A eussocialidade é o mais alto grau de organização dos animais presente nas sociedades mais complexas. Onde deriva três pontos fundamentais:
1. Sobreposição de gerações em um mesmo ninho (hierarquia)
2. Cuidado coletivo com a prole
3. Divisão de tarefas ( reprodutores e operários)
Além disso, são uma espécie diferente das outras formigas, constroem lá seus ninhos em lugares altos a partir da seda produzida por suas larvas, somado a folhas de plantas. Elas tecem seus ninhos que devem ser abandonados e construídos novos, quando as folhas secam e com isso ficam vulneráveis.
Não acredito que hoje a preocupação de Rubens se dê só na plástica. Hoje Rubens tem um complexo, um Conglomerado Atelier do Centro que reúne 5 espaços físicos em São Paulo e um na Espanha. Hoje, conta com mais de 30 alunos e 20 assistentes.
Para construir a Cabana, Rubens não precisa mais de fato tocá-la. Existem jovens tecendo com suas sedas as folhas elegidas por Rubens para estruturar um abrigo pelos nossos próximos dois anos.
O que estrutura essa construção não mais são apenas recursos de Rubens.
Rubens não mais é o criador da Cabana.
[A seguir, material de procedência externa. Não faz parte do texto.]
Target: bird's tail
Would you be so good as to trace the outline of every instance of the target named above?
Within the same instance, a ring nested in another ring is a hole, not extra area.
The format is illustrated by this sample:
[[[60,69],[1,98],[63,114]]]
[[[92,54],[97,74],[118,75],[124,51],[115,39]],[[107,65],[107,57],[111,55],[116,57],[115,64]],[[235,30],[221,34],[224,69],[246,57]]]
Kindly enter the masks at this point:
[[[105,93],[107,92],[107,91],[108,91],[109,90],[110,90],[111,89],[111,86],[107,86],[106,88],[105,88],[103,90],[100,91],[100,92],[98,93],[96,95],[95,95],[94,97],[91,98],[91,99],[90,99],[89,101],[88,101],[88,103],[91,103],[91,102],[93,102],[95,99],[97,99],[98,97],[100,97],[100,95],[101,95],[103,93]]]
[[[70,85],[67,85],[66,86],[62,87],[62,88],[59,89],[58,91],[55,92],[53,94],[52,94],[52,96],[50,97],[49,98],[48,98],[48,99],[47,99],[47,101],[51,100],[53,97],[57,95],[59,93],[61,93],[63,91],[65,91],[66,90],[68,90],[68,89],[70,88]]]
O único agente.
O tempo, a fábrica, os discípulos e assistentes, os materiais, todos que cruzarem esse caminho são a construção.
As folhas vão secar, e uma nova estrutura irá se reerguer, assim como é feito há tantos anos, a espécie há de continuar.
A rede não é um fazer; é desprovida de todo um para; todo o excesso de para
reduz a rede a farrapos no exato momento em que a sobrecarga do projeto é
nela depositada.
Deligny, O aracniano e outros textos
A Cabana há muito deixou de ser um fim. Um espaço com uma poltrona e biblioteca, ordenado por vários materiais formando uma composição.
A Cabana não mais é um espaço físico, mas uma estrutura interna evocada por qualquer um que cruze o seu caminho.